Kaum jemand will auf Deutschland wetten
Fahrt ins Ungewisse

Nach einem letzten Training in Frankfurt startet die deutsche Fußball-Nationalmannschaft am Mittwoch zur Europameisterschaft nach Portugal. Doch vor dem Abflug sind die Erwartungen an das DFB-Team nach dem peinlichen Auftritt gegen Ungarn gedämpft. Doch ausgerechnet Chefkritiker Beckenbauer hofft auf das Halbfinale. Auch Christian Ziege fordert ein Ende der Schwarzmalerei. Und Rudi Völler sucht weiter nach seiner Startformation.

HB FRANKFURT. Mit einer großen Portion Ungewissheit an Bord starten Rudi Völler und sein Team am Mittwoch im Sonderflieger LH4560 ins Abenteuer "Euro 2004". Der Teamchef selbst sehnt nach zwei freien Tagen den Abflug nach Portugal förmlich herbei und hofft, dass damit auch die harsche Kritik nach der blamablen 0:2-Generalprobe gegen Ungarn abgeschüttelt wird. "Wir haben bis zum Spiel gegen die Niederlande noch einige Tage, die wir nutzen werden", kündigte Völler seinem Personal intensive Übungseinheiten bis zum Ernstfall am 15. Juni in Porto an: "Wir müssen uns deutlich steigern und erheblich besser spielen, wenn wir die Vorrunde überstehen wollen." Zuversicht zieht Völler und sein Team, das ob der schwankenden Leistungen einer Wundertüte gleicht, aus der Vergangenheit. Vor der WM 2002 sei die negative Stimmung in der Öffentlichkeit im Gegensatz zur Stimmung im Team gestanden, erinnerte Kapitän Oliver Kahn.

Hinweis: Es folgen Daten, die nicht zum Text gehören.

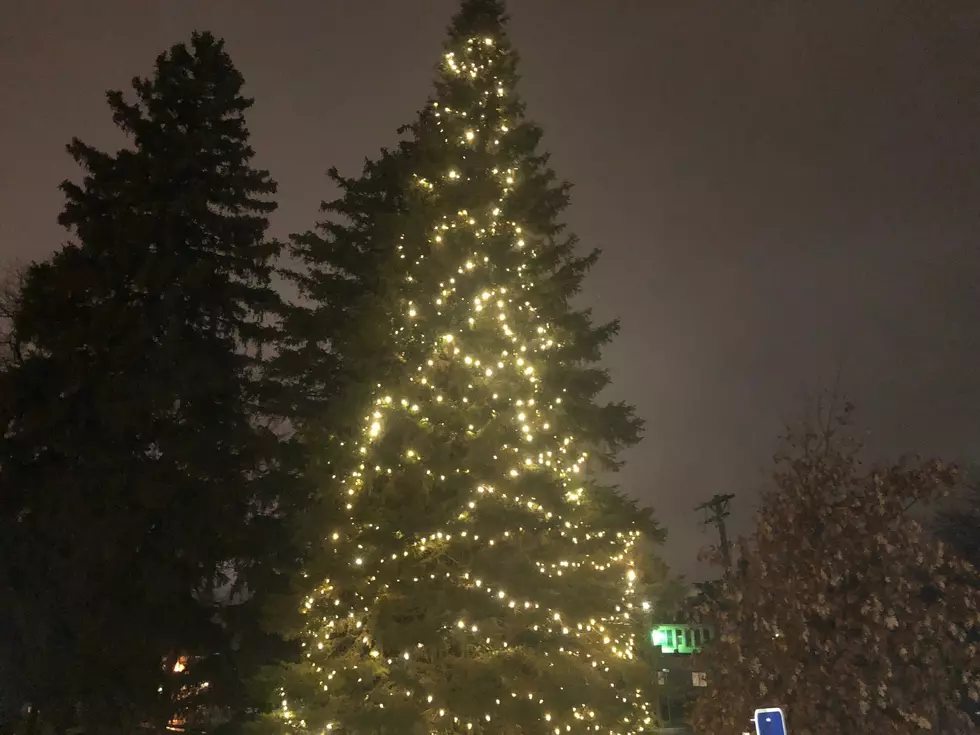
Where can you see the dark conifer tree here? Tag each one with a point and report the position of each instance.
(141, 466)
(471, 573)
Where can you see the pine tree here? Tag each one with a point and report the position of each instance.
(474, 576)
(141, 458)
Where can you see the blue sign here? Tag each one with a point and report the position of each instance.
(770, 721)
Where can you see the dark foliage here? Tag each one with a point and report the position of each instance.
(141, 467)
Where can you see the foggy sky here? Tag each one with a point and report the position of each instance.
(783, 190)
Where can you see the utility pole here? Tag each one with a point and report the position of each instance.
(716, 511)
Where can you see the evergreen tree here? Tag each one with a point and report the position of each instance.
(471, 573)
(141, 458)
(843, 609)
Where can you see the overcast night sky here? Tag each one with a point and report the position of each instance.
(780, 188)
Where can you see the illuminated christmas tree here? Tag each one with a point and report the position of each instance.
(475, 576)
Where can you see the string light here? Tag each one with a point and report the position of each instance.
(479, 329)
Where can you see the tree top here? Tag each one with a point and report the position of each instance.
(478, 16)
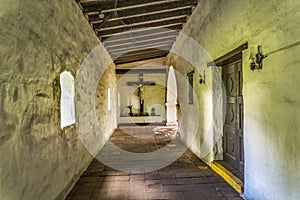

Nach zwei Tagen Seelenmassage zu Hause bei Frau, Kindern oder Freunden versammeln sich die 23 EM-Spieler am Mittwoch 10 Uhr wieder am Flughafen Frankfurt, von wo aus der Lufthansa-Airbus um 14.30 Uhr nach Faro startet. Zuvor steht im Waldstadion noch eine letzte Trainingseinheit auf heimischen Boden an. Die Akteure mussten in der freien Zeit die Kritik am Ungarn-Spiel verdauen. "Trotzdem glaube ich nicht, dass wir schwarzmalen müssen. Wir müssen hoch konzentriert zur EM fahren und nicht länger diskutieren", forderte Christian Ziege, der mit 72 Länderspielen Erfahrenste im Kader. Während Deutschlands Chef-Kritiker Franz Beckenbauer trotz allem an der Halbfinal-Hoffnung festhält, haben andere Experten den dreimaligen europäischen Champion dieses Mal bereits abgeschrieben.

Wettanbieter: Deutschland Außenseiter ein

"Deutschland hat einige Probleme", meinte Italiens Coach Giovanni Trapattoni und sagte das zeitige Aus für das DFB-Team voraus. Der Wettanbieter "Interwetten.de" stuft Deutschland mit einer Titel-Quote von 14:1 derzeit als krassen Außenseiter ein. Mut kann eigentlich nur der Blick zurück vermitteln. "Das hat es vor großen Turnieren immer gegeben. Wir waren 1996 auch nicht die Besten, aber die Mannschaft war intakt", verwies Ex-Torwart Andreas Köpke auf die Umstände des EM-Gewinns vor acht Jahren in England.